Home | Storage | Understanding the Value of Seagate Kinetic
Understanding the Value of Seagate Kinetic

Understanding the Value of Seagate Kinetic

0 Flares Twitter 0 Facebook 0 Google+ 0 StumbleUpon 0 Buffer 0 LinkedIn 0 Filament.io 0 Flares ×

Once in a while a new technology comes along and despite all your best efforts, it is a challenge to put a measure on the value.  So it is with Seagate’s Kinetic announcement, which has been covered across the media recently.  In case you missed it, here’s the press release.  Seagate are claiming it as a breakthrough in hard drive usage as the devices use Ethernet for connectivity and store data as objects (more on that in a moment).  However, I have to say I’m not fully convinced.

Drive & Interface

First of all let’s look at the drive itself.  Generation 1 of the Kinetic HDD is a 4TB device spinning at 5900RPM in a standard 3.5″ form factor.  Rather than use SATA or SAS interfaces, Kinetic uses two 1Gb/s Ethernet connectors, with a standard Serial Gigabit Media Independent Interface (SGMII) connector that looks like the ones found on standard SAS HDDs.  However today we already have 6Gb/s SAS and SATA interfaces with the promise of 12GB/s around the corner.  SAS has plenty of additional features like tagged command queuing, multi-path I/O, multiple SAS initiators and is used across the industry as the back-end protocol in most high-end storage arrays.  Other than peer to peer replication, I don’t see any of these features in the Kinetic specification.  Based on their interface alone, a Kinetic drive will never be able to move more than approximately 100MB/s of data (assuming one active interface and one for redundancy).  For a completely full 4TB drive, that’s a transfer time of around 11 hours at best to replicate the content elsewhere.  However the current range of Constellation drives can already perform a sustained 175MB/s throughput, which means SAS/SATA is essential to get best performance.

Physical Deployment

Seagate cite an example configuration that stores 60 drives in a 4U chassis (or 1U per 15 drives).  This in itself presents problems of maintenance as all of the drives will be extremely closely located.  As an example, take HP’s MSA2040 storage array.  This supports 12 drives in 2U, all at the front of the unit, based on drive size.  Imagine a Kinetic chassis that uses this same layout.  In 4U this could support 24 drives, with an additional 24 at the rear.  This still leaves 12 drives to be located somewhere inside the chassis and no space for power, the chassis controller or Ethernet connectors, meaning some drives will have to be physically moved to service others.  Seagate’s rack configuration shows ten of these chassis in a single rack – 600 drives.  At current specifications, these drives would weigh around 420kg (excluding the controllers) and require a minimum of 7.2kW of power.  They would also be extremely difficult to cool, requiring significant airflow.  We saw a few years back how Copan Systems had issues with floor loading in such dense configurations.

Count-Key-Data

One of the main selling points of Kinetic is the use of object-based data storage to and from disk.  Currently, disk drives commit data as either 512 byte or 4KB blocks, accessible using logical block address or LBA.  Kinetic uses a key-value system that stores objects based on a user defined key (limited to 4KB) and a maximum 1MB object size.  The object size limit is too small to be of useful value, as many objects being stored on disk will be larger than 1MB (imagine each object is a PowerPoint presentation).  This means additional metadata needs to be stored elsewhere to track objects that have to be sharded or subdivided into multiple chunks.  So there is a management overhead.

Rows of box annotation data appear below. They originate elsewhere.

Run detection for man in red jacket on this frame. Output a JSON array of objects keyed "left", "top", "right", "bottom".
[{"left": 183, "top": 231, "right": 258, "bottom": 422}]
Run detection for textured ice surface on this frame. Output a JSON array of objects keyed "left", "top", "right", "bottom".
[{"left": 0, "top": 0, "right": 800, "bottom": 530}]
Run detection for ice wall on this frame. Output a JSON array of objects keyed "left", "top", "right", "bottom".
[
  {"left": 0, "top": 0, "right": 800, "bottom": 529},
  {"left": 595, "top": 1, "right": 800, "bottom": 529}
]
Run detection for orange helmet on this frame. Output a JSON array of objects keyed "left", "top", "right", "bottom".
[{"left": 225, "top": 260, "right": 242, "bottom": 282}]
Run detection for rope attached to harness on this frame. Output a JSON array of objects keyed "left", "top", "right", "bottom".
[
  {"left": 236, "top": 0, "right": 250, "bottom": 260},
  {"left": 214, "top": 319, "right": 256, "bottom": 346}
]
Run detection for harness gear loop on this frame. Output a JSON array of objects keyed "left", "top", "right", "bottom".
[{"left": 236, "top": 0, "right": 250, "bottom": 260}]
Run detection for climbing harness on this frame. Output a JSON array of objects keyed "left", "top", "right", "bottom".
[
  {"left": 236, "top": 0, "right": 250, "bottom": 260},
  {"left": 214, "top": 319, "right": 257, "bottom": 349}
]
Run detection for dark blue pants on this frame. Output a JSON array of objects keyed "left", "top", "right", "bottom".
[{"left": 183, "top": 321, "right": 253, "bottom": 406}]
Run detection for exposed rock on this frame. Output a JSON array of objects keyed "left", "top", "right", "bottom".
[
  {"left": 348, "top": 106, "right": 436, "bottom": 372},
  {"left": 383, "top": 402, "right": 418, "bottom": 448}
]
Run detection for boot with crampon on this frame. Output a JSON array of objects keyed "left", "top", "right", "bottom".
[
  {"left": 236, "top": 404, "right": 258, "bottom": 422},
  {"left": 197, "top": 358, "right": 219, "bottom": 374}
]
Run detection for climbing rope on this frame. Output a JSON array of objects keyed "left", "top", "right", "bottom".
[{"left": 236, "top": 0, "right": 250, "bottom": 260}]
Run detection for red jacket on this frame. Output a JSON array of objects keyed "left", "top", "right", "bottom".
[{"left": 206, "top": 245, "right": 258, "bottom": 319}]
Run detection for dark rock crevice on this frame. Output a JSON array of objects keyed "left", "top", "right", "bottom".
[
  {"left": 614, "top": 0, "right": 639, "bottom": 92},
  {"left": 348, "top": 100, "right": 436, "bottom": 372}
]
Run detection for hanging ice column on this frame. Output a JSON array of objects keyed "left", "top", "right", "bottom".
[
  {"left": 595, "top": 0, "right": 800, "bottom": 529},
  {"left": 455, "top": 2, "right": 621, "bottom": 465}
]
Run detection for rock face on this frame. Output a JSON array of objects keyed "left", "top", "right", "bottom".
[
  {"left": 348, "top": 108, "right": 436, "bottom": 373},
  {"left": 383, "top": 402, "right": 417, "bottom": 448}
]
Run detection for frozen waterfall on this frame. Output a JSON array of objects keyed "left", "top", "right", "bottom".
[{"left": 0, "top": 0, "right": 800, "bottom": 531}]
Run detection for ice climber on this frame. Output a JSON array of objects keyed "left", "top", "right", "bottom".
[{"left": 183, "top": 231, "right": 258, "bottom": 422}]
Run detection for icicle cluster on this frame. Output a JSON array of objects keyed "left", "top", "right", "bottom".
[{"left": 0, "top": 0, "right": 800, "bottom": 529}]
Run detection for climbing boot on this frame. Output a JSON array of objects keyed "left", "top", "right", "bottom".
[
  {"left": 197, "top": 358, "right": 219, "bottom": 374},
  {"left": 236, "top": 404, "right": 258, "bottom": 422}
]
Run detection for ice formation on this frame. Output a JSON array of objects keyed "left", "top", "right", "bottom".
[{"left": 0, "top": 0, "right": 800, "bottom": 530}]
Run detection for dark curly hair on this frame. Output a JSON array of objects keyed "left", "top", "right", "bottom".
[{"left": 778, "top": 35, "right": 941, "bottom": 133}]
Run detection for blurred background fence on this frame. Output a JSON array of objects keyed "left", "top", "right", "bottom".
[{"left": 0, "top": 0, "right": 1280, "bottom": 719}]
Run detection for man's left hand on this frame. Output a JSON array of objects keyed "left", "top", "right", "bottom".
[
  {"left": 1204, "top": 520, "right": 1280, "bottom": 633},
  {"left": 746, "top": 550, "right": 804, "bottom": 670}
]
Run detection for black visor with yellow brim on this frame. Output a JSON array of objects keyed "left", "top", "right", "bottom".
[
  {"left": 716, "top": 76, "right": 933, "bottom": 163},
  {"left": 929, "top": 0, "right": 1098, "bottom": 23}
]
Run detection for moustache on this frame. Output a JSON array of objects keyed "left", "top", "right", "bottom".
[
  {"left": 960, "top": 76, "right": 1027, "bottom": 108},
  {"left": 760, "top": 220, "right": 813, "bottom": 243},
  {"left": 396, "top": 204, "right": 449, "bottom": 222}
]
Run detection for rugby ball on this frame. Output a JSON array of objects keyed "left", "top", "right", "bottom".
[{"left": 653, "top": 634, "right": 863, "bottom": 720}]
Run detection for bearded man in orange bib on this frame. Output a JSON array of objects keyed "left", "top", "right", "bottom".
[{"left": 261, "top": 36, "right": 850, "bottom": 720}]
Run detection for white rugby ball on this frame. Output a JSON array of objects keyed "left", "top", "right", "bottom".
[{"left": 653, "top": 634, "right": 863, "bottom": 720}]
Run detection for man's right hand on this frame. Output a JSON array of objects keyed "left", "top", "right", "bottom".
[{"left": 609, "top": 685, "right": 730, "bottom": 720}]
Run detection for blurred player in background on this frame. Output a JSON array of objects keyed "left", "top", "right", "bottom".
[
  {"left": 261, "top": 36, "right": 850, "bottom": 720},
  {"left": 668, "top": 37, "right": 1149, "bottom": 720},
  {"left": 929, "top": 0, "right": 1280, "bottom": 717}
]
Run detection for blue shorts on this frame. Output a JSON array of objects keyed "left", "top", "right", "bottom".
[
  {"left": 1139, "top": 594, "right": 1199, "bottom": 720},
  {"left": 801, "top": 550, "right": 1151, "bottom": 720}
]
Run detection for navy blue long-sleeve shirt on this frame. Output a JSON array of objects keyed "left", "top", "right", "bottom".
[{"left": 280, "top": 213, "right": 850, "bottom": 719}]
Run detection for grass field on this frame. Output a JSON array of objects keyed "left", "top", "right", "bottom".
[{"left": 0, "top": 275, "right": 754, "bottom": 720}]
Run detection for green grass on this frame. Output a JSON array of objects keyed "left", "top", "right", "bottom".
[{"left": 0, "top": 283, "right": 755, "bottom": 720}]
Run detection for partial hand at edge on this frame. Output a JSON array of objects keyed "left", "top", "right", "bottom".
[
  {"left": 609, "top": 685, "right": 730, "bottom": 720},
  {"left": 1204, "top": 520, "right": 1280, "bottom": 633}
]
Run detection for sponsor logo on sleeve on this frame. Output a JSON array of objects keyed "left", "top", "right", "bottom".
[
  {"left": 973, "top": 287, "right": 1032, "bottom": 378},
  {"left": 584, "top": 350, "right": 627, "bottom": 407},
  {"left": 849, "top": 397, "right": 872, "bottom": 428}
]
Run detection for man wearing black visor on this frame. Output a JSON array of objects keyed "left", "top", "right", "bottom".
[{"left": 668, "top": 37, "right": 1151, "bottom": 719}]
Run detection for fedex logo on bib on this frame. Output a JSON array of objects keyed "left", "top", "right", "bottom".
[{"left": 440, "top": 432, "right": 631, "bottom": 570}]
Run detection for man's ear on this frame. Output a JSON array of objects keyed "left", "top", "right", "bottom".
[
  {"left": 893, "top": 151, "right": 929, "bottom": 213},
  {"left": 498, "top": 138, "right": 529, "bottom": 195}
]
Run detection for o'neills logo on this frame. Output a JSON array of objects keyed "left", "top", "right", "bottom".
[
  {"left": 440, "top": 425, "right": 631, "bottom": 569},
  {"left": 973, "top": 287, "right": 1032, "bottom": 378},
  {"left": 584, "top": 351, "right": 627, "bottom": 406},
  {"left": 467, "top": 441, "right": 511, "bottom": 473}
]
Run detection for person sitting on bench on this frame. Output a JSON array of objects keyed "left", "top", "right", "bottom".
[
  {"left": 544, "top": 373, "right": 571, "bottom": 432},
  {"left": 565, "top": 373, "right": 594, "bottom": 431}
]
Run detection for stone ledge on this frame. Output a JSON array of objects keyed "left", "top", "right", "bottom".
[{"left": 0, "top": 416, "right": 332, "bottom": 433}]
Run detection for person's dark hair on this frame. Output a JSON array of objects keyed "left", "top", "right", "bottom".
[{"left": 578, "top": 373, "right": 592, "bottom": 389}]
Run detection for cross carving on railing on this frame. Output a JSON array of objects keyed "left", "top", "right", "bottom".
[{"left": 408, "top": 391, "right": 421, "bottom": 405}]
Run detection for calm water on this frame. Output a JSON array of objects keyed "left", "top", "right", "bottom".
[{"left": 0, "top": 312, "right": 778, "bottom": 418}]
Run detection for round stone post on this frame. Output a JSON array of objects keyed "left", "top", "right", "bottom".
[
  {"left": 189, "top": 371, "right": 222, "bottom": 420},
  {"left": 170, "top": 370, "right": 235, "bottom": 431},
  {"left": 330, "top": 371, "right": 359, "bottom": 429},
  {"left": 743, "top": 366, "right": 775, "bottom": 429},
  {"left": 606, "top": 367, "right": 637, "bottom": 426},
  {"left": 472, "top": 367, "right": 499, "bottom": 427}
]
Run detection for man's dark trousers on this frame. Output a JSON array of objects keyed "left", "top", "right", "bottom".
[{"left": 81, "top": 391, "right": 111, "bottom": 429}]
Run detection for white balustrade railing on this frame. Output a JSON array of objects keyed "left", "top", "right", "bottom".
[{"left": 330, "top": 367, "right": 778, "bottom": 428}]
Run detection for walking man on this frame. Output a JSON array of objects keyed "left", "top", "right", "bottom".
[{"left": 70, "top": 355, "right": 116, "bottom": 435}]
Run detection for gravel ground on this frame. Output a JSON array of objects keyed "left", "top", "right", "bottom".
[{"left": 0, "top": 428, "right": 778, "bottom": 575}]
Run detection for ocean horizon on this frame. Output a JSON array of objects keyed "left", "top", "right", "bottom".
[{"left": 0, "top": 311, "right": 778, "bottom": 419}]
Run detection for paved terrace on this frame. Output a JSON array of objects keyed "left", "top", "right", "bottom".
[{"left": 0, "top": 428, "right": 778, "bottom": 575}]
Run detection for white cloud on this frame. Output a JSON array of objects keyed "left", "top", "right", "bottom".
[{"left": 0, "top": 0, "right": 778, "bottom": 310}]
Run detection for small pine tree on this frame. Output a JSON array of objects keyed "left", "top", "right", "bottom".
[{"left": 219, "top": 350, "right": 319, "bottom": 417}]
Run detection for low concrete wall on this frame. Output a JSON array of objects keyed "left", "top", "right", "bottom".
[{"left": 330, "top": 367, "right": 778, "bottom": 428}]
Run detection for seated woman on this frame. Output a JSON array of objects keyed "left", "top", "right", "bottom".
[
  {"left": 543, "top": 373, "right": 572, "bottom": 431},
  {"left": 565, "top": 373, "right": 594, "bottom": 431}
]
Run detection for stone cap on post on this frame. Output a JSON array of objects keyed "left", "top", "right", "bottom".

By the way, object storage on disk isn’t a new phenomenon.  If we look back at the way mainframe data was stored on disk, we find a similar architecture called Count-Key-Data or CKD, which allowed data to be stored on disk in key/value pairs.  Admittedly, most of the time disks were formatted with consistent standard sized blocks, but the principle already exists.  Welcome to the 1960’s…

Management

Seagate implies in their description of The Ecosystem that all drives will be accessible to all “nodes” in a configuration (presumably meaning servers or hosts here) and that storage servers are no longer required.  They say “a whole layer of processors, memory & associated power/cooling…. go away”.  Unfortunately this isn’t the case.  There still needs to be some process or system to handle failed drives and do capacity management.  Imagine having no central point of control; all nodes could store data across all drives.  This seems like a useful concept, but what algorithm will those nodes use to choose the best and most appropriate drive?  Will they use performance, capacity?  Will they know the physical architecture in order to place data replicas across controllers and power boundaries?  Imagine a multi-tenant scenario, where tenants are all creating data based on capacity.  Without a central repository, each tenant would have to poll every device regularly just to see the status of space available.  Imagine if a tenant had a software bug and didn’t commit or save the details of a stored object.  It would be easy to end up with hundreds of orphan objects without any easy way of tracing them back to an owner.  Centralised management is still needed.

Enough of the Negativity

OK, so I’m be overly negative.  There are scenarios where this technology could be implemented and used within distributed databases or object stores and perhaps over time, the limitations on object size will be removed.  I understand that and can see those use cases.  However I don’t think Seagate’s positioning on efficiency is fair or balanced.  There’s a large amount of management overhead still required to keep track of data stored on any disk format.  The ability to store data as an object doesn’t solve all our problems.  This is definitely a version 1.0 product, but with more work, I expect we may see version 2.0 or probably 3.0 delivering on what’s been initially promised.

 Related Links

Comments are always welcome; please indicate if you work for a vendor as it’s only fair.  If you have any related links of interest, please feel free to add them as a comment for consideration.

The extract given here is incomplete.